Qanâ’ah juga dapat menumbuhkan kelapangan jiwa (Jw.: legawa), zuhud (asketis), dan rasa percaya diri bahwa rezeki dan rahmat Allah SWT itu maha luas, tidak terbatas pada kedudukan dan jabatan yang disandang seseorang.
Karena itu, belajar untuk bersikap Qanâ’ah dalam menjalani kehidupan ini merupakan salah satu bentuk pendakian spiritual yang sangat penting dalam rangka pendekatan diri kepada Allah SWT. Tanpa belajar qanâ’ah, manusia cenderung menjadi serakah, tama’ (rakus) dan korup.
Lebih-lebih jika ketiadaan aanâ’ah itu disandingkan dengan kekuasaan politik, maka yang bersangkutan akan semakin tidak bisa mengendalikan dirinya dari korupsi dan memperkaya diri sendiri.
Imam asy-Syafi’i mengatakan: "Jika engkau mempunyai hati yang qanâ’ah, maka engkau dan pemilik dunia ini sama saja." Perkataan Imam asy-Syafi'i ini senada dengan wasiat Ali bin Abi Thalib karramallâhu wajhahu, yang menyatakan bahwa "qanâ’ah itu merupakan kekayaan yang tidak pernah sirna."
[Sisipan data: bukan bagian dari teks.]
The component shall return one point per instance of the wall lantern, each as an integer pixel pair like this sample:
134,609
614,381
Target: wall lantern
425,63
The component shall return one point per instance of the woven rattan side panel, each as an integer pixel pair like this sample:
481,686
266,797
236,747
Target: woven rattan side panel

Jabatan dan kekayaan itu datang silih berganti, dan tidak pernah abadi. “Siapa bersikap dan belajar qanâ’ah, hidupnya selalu bahagia. Sebaliknya siapa berlaku tama’ (rakus), ia akan menderita sepanjang masa,” demikian kata Imam Ibn al-Jauzi.
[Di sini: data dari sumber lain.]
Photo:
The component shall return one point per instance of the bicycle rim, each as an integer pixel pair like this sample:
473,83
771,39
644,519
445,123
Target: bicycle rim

Belajar menjadi orang yang bersikap Qanâ’ah sebenarnya tidak sulit. Menurut Ibrahim bin Muhammad al-Haqil, dalam bukunya, al-Qanâ’ah Mafhûmuhâ, Manâfi’uhâ, al-Tharîq Ilaihâ, ada beberapa kiat menjadi Qanâ’ah.
Pertama, pengakuan secara tulus bahwa Allah itu Mahaadil dalam membagi rezeki bagi semua makhluk-Nya, termasuk manusia.
Rezeki yang diberikan oleh Allah kepada manusia tidak diukur menurut tingkat pendidikan, kedudukan, dan jabatan. Rezeki tidak selalu berbanding lurus dengan status sosial, jabatan, dan jenjang pendidikan.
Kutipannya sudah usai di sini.